As evidence of compliance with NPT disarmament obligations, Bush administration officials cite the recent Moscow Treaty with Russia. Yet this treaty “requires” the United States and Russia only to reduce deployed strategic forces from 6,000 today to between 1,700 and 2,200 warheads. Because the treaty lacks a schedule of phased reductions, either party could defer cuts until December 31, 2012, at which point violations would be moot because the treaty expires on that day. The treaty also does not require the elimination of a single nuclear missile silo, submarine, missile, warhead, bomber, or bomb.

The radicals’ concern for enforcement, therefore, suffers from triple selectivity. It deems some states’ nuclear weapons good, while others’ are bad. It selects one treaty, the NPT, for enforcement while dismissing others. And it selects only some provisions of the NPT—the constraints on others—for enforcement. Such selectivity mocks the equitable rule of law and engenders apathy and resistance from other states that makes stopping WMD proliferation even harder than it would otherwise be.

 

Win One For The Gipper

Real security against weapons of mass destruction requires all relevant states and individuals to enforce vigorously the treaties, rules, laws, and procedures that have been established to outlaw chemical and biological weapons and to contain, and ultimately eliminate, the threats posed by nuclear arsenals. Some argue that this is a fantasy because nuclear weapons, and chemical and biological weapons, cannot be disinvented. This ignores the fact that they do not have to be. The Reagan administration and Moscow did not disinvent intermediate-range nuclear missiles, but they eliminated them from their arsenals. South Africa did not disinvent its nuclear arsenal, but it did decommission it.
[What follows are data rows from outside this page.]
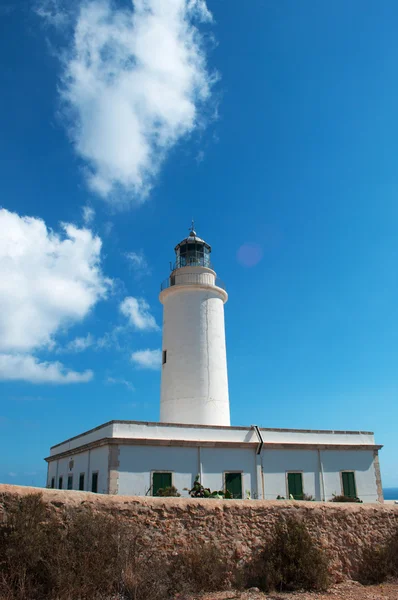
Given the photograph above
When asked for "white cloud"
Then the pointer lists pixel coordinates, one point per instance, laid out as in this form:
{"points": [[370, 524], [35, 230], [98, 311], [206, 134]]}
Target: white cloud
{"points": [[134, 83], [118, 381], [147, 359], [80, 344], [48, 281], [137, 312], [24, 367], [139, 263], [88, 214], [52, 13]]}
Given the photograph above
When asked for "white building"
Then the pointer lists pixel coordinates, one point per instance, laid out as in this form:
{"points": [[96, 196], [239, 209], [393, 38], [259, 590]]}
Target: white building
{"points": [[194, 436]]}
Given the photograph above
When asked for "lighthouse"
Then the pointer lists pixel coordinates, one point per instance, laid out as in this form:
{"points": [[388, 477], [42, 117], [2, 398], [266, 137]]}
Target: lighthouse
{"points": [[194, 380]]}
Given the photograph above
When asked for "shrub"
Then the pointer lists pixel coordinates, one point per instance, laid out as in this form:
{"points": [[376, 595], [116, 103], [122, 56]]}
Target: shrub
{"points": [[202, 568], [291, 561], [198, 491], [343, 498], [79, 554], [379, 563], [168, 491]]}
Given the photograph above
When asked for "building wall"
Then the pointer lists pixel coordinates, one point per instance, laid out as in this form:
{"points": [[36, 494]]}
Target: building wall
{"points": [[276, 464], [86, 462], [361, 462], [136, 464]]}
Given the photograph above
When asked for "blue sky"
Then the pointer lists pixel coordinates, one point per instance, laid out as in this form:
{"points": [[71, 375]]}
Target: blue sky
{"points": [[274, 125]]}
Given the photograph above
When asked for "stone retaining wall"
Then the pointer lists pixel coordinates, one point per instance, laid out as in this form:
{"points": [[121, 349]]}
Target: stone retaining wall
{"points": [[238, 527]]}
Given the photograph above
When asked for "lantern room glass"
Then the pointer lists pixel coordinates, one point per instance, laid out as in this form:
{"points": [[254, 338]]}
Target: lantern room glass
{"points": [[193, 254]]}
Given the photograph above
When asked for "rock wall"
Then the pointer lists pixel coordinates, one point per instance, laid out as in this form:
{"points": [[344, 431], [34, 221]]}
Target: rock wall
{"points": [[238, 527]]}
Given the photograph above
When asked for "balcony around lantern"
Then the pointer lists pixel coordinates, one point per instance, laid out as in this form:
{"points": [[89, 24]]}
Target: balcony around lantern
{"points": [[193, 258], [189, 278]]}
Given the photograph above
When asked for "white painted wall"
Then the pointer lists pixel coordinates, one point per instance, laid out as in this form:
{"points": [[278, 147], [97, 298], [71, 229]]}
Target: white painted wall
{"points": [[276, 463], [90, 436], [361, 462], [141, 429], [217, 461], [84, 462], [194, 386], [137, 462]]}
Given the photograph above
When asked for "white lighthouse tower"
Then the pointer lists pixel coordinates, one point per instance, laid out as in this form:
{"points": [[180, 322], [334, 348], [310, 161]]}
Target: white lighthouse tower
{"points": [[194, 387]]}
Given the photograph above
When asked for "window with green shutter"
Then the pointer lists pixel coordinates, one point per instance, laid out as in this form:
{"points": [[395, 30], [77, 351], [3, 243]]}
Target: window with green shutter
{"points": [[295, 485], [160, 481], [94, 482], [233, 484], [349, 487]]}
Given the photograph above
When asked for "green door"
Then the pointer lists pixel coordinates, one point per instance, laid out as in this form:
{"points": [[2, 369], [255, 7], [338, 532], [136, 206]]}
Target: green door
{"points": [[295, 485], [349, 488], [233, 484], [160, 481]]}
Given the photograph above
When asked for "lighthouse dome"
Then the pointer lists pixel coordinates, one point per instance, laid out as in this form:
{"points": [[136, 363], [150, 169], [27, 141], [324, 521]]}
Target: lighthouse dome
{"points": [[192, 251]]}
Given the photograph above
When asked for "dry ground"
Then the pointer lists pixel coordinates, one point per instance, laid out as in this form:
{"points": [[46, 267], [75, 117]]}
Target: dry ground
{"points": [[344, 591]]}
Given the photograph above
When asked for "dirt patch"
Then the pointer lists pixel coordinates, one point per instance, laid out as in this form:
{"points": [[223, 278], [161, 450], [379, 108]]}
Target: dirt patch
{"points": [[349, 590]]}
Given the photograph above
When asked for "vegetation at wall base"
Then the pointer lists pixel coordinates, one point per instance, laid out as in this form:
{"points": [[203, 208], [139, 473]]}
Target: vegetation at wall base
{"points": [[61, 552], [168, 492], [342, 498], [379, 563], [290, 561]]}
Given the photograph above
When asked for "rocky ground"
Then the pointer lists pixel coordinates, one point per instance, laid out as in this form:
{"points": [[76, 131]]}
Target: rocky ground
{"points": [[350, 590]]}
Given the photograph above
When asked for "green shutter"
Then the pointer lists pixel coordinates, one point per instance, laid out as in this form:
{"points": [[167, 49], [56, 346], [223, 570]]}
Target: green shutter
{"points": [[160, 481], [233, 484], [94, 483], [349, 488], [295, 485]]}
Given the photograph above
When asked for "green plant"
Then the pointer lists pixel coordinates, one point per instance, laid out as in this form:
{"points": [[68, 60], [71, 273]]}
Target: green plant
{"points": [[342, 498], [168, 491], [308, 498], [198, 491], [291, 561]]}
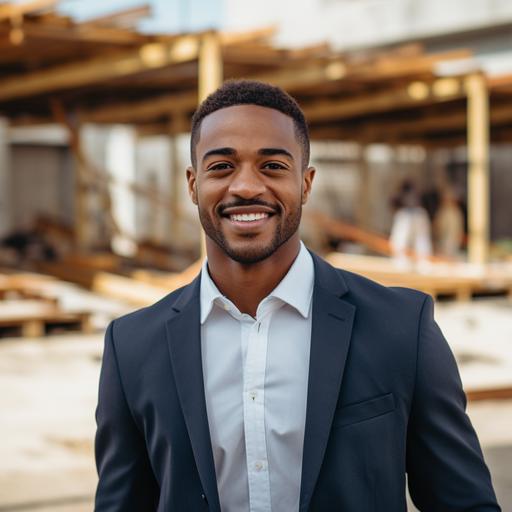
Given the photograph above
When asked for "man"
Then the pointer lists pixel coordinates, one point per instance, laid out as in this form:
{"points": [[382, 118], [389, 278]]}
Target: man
{"points": [[274, 381]]}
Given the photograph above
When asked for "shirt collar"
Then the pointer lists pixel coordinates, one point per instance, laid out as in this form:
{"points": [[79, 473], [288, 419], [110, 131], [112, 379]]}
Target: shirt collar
{"points": [[295, 289]]}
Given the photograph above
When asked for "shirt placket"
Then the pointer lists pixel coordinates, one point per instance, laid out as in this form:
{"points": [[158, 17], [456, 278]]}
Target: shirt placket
{"points": [[256, 334]]}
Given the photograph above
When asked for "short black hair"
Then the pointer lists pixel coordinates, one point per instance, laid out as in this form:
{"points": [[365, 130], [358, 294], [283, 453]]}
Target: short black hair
{"points": [[251, 92]]}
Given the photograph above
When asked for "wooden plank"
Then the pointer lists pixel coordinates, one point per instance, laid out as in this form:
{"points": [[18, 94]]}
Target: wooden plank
{"points": [[371, 103], [478, 171], [100, 69], [504, 393], [14, 10], [210, 76], [141, 111], [80, 34], [210, 71], [248, 36], [126, 18]]}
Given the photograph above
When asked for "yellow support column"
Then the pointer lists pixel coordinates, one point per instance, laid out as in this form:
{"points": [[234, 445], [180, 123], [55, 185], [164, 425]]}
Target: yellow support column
{"points": [[478, 168], [210, 78]]}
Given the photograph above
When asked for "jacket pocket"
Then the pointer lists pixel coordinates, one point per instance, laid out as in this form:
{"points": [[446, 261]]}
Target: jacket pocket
{"points": [[362, 411]]}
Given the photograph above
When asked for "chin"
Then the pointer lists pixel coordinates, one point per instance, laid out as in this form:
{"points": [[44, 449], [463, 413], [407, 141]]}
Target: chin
{"points": [[250, 254]]}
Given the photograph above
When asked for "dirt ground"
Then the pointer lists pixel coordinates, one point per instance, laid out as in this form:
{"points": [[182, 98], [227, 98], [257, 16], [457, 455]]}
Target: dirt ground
{"points": [[49, 389]]}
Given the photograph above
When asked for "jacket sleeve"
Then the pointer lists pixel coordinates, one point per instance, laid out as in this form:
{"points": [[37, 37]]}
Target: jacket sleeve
{"points": [[126, 481], [445, 465]]}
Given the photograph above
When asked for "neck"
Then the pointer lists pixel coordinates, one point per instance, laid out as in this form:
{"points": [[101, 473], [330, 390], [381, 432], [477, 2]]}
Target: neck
{"points": [[247, 285]]}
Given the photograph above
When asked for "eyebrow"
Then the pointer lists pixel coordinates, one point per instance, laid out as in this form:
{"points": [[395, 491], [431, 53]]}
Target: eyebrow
{"points": [[231, 151], [275, 151], [219, 151]]}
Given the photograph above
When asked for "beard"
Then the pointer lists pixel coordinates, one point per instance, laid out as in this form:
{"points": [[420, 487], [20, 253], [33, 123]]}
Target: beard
{"points": [[250, 253]]}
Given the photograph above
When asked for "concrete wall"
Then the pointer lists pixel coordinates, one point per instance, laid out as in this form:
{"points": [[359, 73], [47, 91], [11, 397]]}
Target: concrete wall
{"points": [[41, 183], [5, 185]]}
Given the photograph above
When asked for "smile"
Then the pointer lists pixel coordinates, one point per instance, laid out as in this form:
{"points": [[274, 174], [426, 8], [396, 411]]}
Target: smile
{"points": [[248, 217]]}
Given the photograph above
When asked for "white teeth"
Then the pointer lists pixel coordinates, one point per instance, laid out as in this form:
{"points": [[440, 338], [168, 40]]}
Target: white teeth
{"points": [[248, 217]]}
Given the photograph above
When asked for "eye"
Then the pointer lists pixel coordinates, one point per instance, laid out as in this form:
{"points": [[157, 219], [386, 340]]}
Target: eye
{"points": [[220, 166], [274, 166]]}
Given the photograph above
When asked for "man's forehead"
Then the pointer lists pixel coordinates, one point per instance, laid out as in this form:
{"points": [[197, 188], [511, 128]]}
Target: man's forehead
{"points": [[247, 119]]}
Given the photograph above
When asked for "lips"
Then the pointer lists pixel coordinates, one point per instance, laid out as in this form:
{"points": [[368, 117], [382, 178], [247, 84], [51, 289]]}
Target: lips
{"points": [[248, 217]]}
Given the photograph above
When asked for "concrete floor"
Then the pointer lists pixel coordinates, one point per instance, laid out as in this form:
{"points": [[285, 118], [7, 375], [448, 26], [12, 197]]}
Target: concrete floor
{"points": [[49, 389]]}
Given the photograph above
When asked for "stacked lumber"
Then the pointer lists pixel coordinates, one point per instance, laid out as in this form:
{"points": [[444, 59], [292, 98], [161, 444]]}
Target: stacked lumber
{"points": [[27, 309], [457, 279]]}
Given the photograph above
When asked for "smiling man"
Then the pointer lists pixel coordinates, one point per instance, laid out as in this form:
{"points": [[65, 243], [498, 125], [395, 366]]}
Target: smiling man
{"points": [[274, 382]]}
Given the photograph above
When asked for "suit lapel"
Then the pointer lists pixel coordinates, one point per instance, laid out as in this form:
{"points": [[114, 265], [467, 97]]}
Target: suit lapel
{"points": [[184, 338], [330, 339]]}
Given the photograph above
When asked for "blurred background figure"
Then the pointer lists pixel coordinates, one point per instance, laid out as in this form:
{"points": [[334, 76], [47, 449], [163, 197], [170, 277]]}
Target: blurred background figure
{"points": [[448, 226], [410, 233]]}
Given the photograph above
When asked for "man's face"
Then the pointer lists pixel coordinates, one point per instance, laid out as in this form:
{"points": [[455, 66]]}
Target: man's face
{"points": [[248, 183]]}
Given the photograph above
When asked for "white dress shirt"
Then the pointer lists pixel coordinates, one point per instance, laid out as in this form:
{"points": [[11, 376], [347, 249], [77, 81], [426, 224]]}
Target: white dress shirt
{"points": [[256, 377]]}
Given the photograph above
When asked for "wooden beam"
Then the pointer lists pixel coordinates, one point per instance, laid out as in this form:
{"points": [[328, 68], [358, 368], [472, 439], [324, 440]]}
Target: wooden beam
{"points": [[100, 69], [371, 103], [141, 111], [210, 76], [210, 72], [478, 172], [81, 34], [12, 10], [127, 18], [249, 36]]}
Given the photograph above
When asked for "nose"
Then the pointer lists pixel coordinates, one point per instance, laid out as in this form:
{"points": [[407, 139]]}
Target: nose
{"points": [[247, 182]]}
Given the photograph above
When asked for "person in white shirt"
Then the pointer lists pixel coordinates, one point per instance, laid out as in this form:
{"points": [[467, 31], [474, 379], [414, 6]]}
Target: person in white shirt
{"points": [[274, 382]]}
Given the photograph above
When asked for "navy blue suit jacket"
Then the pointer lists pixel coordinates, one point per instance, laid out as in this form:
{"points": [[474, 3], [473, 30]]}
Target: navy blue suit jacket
{"points": [[384, 400]]}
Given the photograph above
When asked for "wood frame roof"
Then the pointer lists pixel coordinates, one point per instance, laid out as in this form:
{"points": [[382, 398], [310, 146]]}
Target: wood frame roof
{"points": [[104, 71]]}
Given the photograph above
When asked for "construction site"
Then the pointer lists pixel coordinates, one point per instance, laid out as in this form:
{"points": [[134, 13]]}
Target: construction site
{"points": [[95, 218]]}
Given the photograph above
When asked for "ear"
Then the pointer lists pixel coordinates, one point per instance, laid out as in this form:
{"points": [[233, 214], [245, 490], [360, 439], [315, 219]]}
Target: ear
{"points": [[192, 184], [307, 183]]}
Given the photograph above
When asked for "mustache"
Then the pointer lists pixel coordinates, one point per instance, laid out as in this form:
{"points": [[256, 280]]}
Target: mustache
{"points": [[247, 202]]}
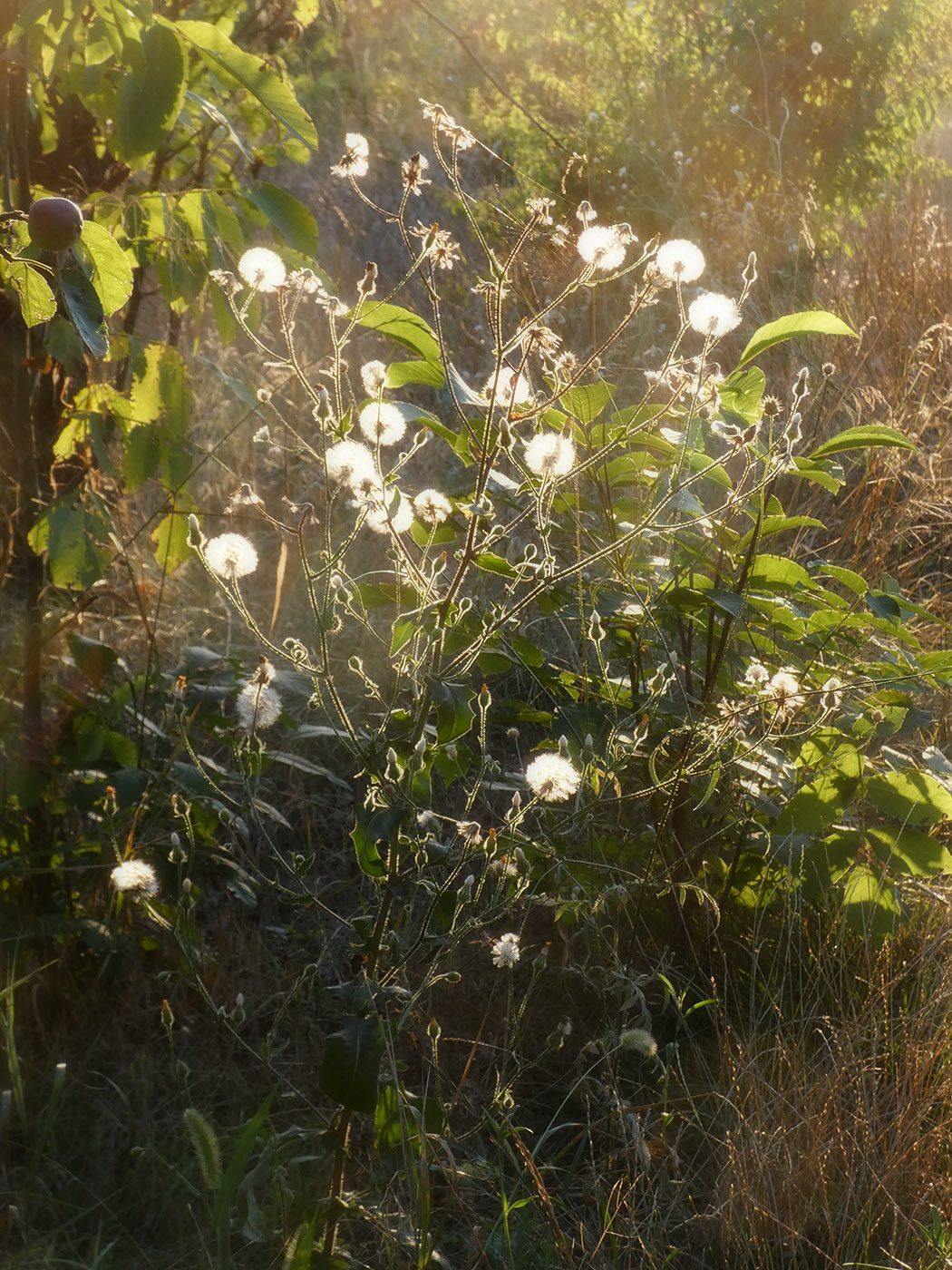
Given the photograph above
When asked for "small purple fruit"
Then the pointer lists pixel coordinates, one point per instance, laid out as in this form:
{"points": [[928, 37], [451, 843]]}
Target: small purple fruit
{"points": [[54, 224]]}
As Ronald Reagan, for one, envisioned, nuclear weapons can be verifiably withdrawn from the serviceable arsenals of states. This will take many decades to accomplish and will be finished only if and when the world in general has achieved the sort of integration and obedience to the rule of law that the Western hemisphere and Europe have developed in the past 50 years. This rule of law will have to be backed by internationally legitimate and robust instruments of coercion for the dangers to be kept at bay. Merely stating such a goal makes clear how far we are from it at present. But unless the United States and other leading countries vigorously proffer this vision the proliferation problem will get more dangerous rather than less.